E loro cosa rispondevano?
«Mi dicevano, come, un porto? E io dicevo, si può fare, fidatevi… Sembrava impossibile ma io non ho mai mollato. Ora Marina d’Arechi ha un capitale sociale di 30 milioni di euro di cui il gruppo Gallozzi è azionista al 100 per cento. Sono stati realizzati investimenti per le infrastrutture pari a 85 milioni di euro».
Quando avete aperto il cantiere?
«La prima pietra nel 2011, i primi ormeggi nel 2013, poi la difficile fase di crisi finanziaria globale ma come detto io non mollo… Abbiamo completato nel 2018: oggi il porto è pieno, dà molte soddisfazioni a livello internazionale. Avevamo cominciato a metterlo sul mercato dal 2013, man mano che cresceva, collaudavamo i posti barca. Siamo andati avanti di pari passo con realizzazione e promozione, non abbiamo aspettato, siamo partiti subito e la clientela ha risposto benissimo. Ci credevamo molto, sapevamo che uno dei nostri asset a un passo della costiera amalfitana e cilentana sarebbe diventato un attrattore importante del diporto nautico. Ora il porto sta crescendo. Salerno fa 100 approdi di navi crociere all’anno» .

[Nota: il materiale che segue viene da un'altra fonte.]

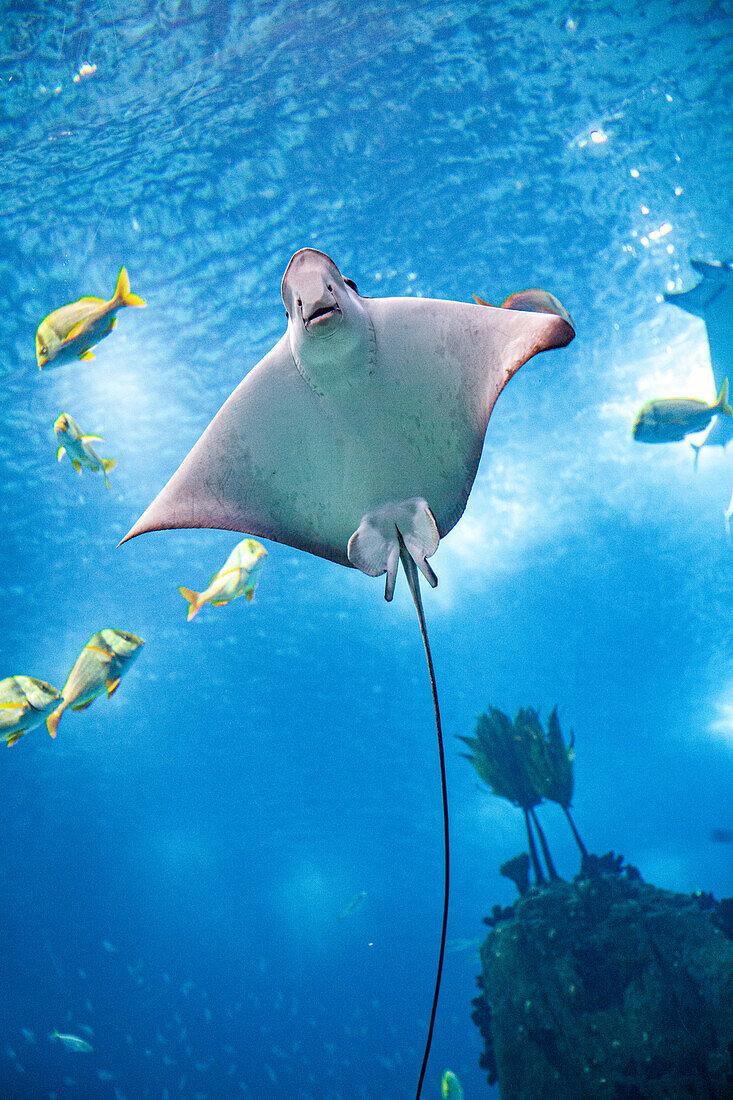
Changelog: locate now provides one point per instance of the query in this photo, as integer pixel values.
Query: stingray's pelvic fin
(374, 546)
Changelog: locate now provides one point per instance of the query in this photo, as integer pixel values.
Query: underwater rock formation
(608, 987)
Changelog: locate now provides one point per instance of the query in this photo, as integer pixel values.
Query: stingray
(358, 437)
(712, 300)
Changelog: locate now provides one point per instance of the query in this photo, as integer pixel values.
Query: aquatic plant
(549, 763)
(499, 755)
(526, 765)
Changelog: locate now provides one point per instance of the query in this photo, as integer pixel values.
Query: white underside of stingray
(712, 300)
(367, 418)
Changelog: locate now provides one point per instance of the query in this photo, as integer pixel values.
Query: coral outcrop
(608, 988)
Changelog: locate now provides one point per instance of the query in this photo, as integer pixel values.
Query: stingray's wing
(251, 470)
(712, 300)
(442, 366)
(283, 462)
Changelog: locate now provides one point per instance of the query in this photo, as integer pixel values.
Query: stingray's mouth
(321, 317)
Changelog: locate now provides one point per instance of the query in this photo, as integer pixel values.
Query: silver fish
(670, 419)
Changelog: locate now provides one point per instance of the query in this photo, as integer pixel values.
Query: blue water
(263, 765)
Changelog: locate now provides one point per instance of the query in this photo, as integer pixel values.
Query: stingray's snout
(309, 290)
(321, 316)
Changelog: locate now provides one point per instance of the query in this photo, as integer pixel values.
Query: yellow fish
(70, 331)
(237, 578)
(100, 666)
(450, 1087)
(24, 703)
(78, 447)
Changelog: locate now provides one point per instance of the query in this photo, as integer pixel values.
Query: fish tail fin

Come giudica l’attuale situazione del porto di Napoli?
«Napoli ora ha un fortissimo appeal, la caoticità fa parte del suo modo d’essere, ma sta vivendo una stagione di rilancio incredibile. Anche qui l’infrastruttura è importante per lo sviluppo . Ora con il Beverello va messo tutto a regime. C’è bisogno di un forte livello infrastrutturale , bisogna raccordare tutti i i servizi. L’obiettivo dev’essere creare percezione positiva, c’è molto da fare. Anche a Salerno è stato così».
Qual è i segreto perché tutto riesca?
«Siamo maniacali nell’attenzione dei servizi e nella ricerca della qualità. Serve un patto formale o sostanziale tra la componente pubblica e quella privata, assieme sviluppiamo economia del nostro Paese. La verità è che questi due elementi viaggiano spesso a velocità differenti, è necessario invece raccordare le motivazioni, serve un patto forte di impegno per lo sviluppo economico. C’è un tema che riguarda l’Italia come Paese che ha una profonda divaricazione tra le realizzazioni infrastrutturali e come si muove velocemente economia mondiale. Il Pnrr sarà un banco di prova. L’infrastruttura è la premessa per la gestione competitiva della mobilità».